Pedicle screws give stronger purchase and, with navigation, may reduce overall complications, but they demand stricter trajectory control near the vertebral artery and nerve roots. Lateral mass screws remain the familiar default in the subaxial spine.
Lateral and anterior interbody fusion can decompress indirectly by restoring height and tensioning ligaments, but fixed bony stenosis, severe lateral recess compression or ossified pathology may still need direct posterior decompression. Predicting which patients respond to indirect decompression is imperfect.
If asked about laminoplasty versus fusion, transpsoas versus oblique, or pedicle versus lateral mass screws, acknowledge the genuine uncertainty and frame your answer around patient-specific factors and the available evidence.
Viva Scenarios
Practise clinical reasoning and management decisions out loud
“A patient has multilevel cervical myelopathy from C4-C7. MRI shows ventral osteophytes, preserved lordosis and no fixed kyphosis.

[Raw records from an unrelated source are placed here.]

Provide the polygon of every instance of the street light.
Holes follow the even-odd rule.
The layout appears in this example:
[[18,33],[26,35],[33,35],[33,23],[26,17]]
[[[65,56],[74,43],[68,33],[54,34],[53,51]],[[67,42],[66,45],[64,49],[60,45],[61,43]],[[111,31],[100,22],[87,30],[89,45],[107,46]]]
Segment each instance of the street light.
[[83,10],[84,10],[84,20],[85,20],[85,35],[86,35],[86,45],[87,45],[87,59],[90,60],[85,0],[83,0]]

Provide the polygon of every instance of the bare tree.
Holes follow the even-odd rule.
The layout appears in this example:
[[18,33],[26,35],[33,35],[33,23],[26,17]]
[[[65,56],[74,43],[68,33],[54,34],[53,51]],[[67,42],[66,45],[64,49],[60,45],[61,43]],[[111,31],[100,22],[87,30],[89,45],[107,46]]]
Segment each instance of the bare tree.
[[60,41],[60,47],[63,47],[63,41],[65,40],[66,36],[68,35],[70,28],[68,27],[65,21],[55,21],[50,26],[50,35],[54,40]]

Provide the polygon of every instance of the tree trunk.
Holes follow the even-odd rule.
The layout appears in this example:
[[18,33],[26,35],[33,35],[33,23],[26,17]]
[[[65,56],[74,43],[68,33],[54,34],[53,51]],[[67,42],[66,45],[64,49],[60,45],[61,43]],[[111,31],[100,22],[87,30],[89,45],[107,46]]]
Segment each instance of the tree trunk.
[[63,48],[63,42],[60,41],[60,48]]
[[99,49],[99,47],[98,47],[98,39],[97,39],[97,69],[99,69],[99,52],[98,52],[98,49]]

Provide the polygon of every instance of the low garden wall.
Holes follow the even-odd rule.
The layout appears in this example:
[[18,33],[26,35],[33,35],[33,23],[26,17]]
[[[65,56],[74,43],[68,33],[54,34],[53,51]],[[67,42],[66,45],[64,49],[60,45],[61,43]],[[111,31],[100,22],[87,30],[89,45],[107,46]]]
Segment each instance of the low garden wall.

You are asked how you choose anterior versus posterior surgery.”
“A patient has a thoracolumbar burst fracture with posterior ligamentous complex injury and incomplete neurological deficit.”

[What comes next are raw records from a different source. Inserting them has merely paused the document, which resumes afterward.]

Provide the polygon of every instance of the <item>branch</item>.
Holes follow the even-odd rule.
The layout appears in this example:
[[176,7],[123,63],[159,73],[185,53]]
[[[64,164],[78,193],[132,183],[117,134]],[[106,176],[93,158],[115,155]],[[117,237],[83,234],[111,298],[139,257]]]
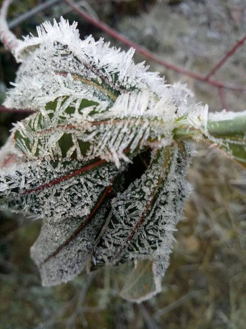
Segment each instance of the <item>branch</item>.
[[246,40],[246,35],[244,37],[240,40],[225,55],[225,56],[222,58],[222,59],[219,61],[218,64],[215,65],[213,70],[212,70],[210,72],[206,75],[206,79],[207,80],[209,80],[210,77],[213,75],[215,72],[216,72],[223,65],[223,64],[236,51],[236,50],[241,47]]
[[12,0],[4,0],[0,10],[0,38],[4,47],[14,55],[14,51],[21,42],[9,30],[6,17]]
[[80,16],[83,17],[83,18],[85,19],[88,22],[90,22],[91,24],[103,31],[109,36],[111,36],[119,40],[119,41],[122,43],[124,43],[129,47],[132,47],[140,54],[142,54],[142,55],[143,55],[146,57],[154,61],[167,69],[172,70],[173,71],[187,75],[193,79],[195,79],[196,80],[198,80],[201,82],[207,83],[208,84],[215,86],[217,88],[225,88],[233,90],[237,90],[238,91],[246,91],[246,88],[245,88],[223,83],[216,80],[211,80],[208,79],[206,76],[203,76],[198,73],[187,71],[182,68],[180,68],[174,64],[168,63],[164,60],[161,59],[157,56],[152,54],[150,51],[139,45],[138,44],[129,40],[103,22],[92,17],[87,12],[86,12],[86,11],[81,8],[79,8],[76,3],[72,0],[64,0],[64,1],[73,8],[74,10],[80,15]]
[[19,16],[12,20],[8,24],[9,29],[13,29],[21,23],[24,22],[27,19],[29,19],[32,17],[34,15],[36,15],[40,11],[44,10],[47,8],[51,7],[53,4],[55,4],[57,2],[60,1],[61,0],[48,0],[43,3],[40,3],[33,8],[32,8],[30,10],[27,11],[27,12],[20,15]]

“A patient has symptomatic L5-S1 disc collapse with foraminal stenosis and sagittal correction need. You are asked whether ALIF is appropriate.”
“A patient develops thigh numbness and hip flexor weakness after LLIF. Explain the likely approach-related issue and prevention.”
Opening Line
- I choose the spine approach from compression side, alignment, stability, reconstruction target, previous surgery, vascular corridor and neurological baseline.
- The incision is not the first decision; the target and risk corridor are.
Cervical
- Anterior cervical: direct ventral decompression; risks include dysphagia, recurrent laryngeal nerve, oesophagus, carotid sheath, sympathetic chain and vertebral artery.
- Posterior cervical: multilevel decompression/fusion; risks include cord, dura, C5 palsy, vertebral artery and screw trajectory complications.
- Kyphosis weakens posterior-only indirect decompression.
Thoracolumbar
- Posterior thoracolumbar approach is the trauma workhorse for fixation, reduction and decompression.
- Severe anterior column loss, tumour, infection or corpectomy target may need anterior, lateral or combined access.
- Wrong-level prevention must be explicit.
Lumbar Anterior and Lateral
- ALIF: strong for L5-S1 height and lordosis; vascular and sympathetic risks dominate.
- LLIF: transpsoas corridor; lumbar plexus and psoas symptoms dominate.
- OLIF: anterior-to-psoas corridor; vascular and ureteric planning dominate.
- Indirect decompression only works when stenosis is reducible.
Evidence Base
Anterior Versus Posterior Approach in Cervical Spondylotic Myelopathy: AOSpine North America
- Approach selection in practice tracks age, severity, focality and alignment, not surgeon preference alone.
- Anterior and posterior surgery have equivalent adjusted efficacy for CSM.
- Neck Disability Index and SF-36 improvements did not differ between approaches.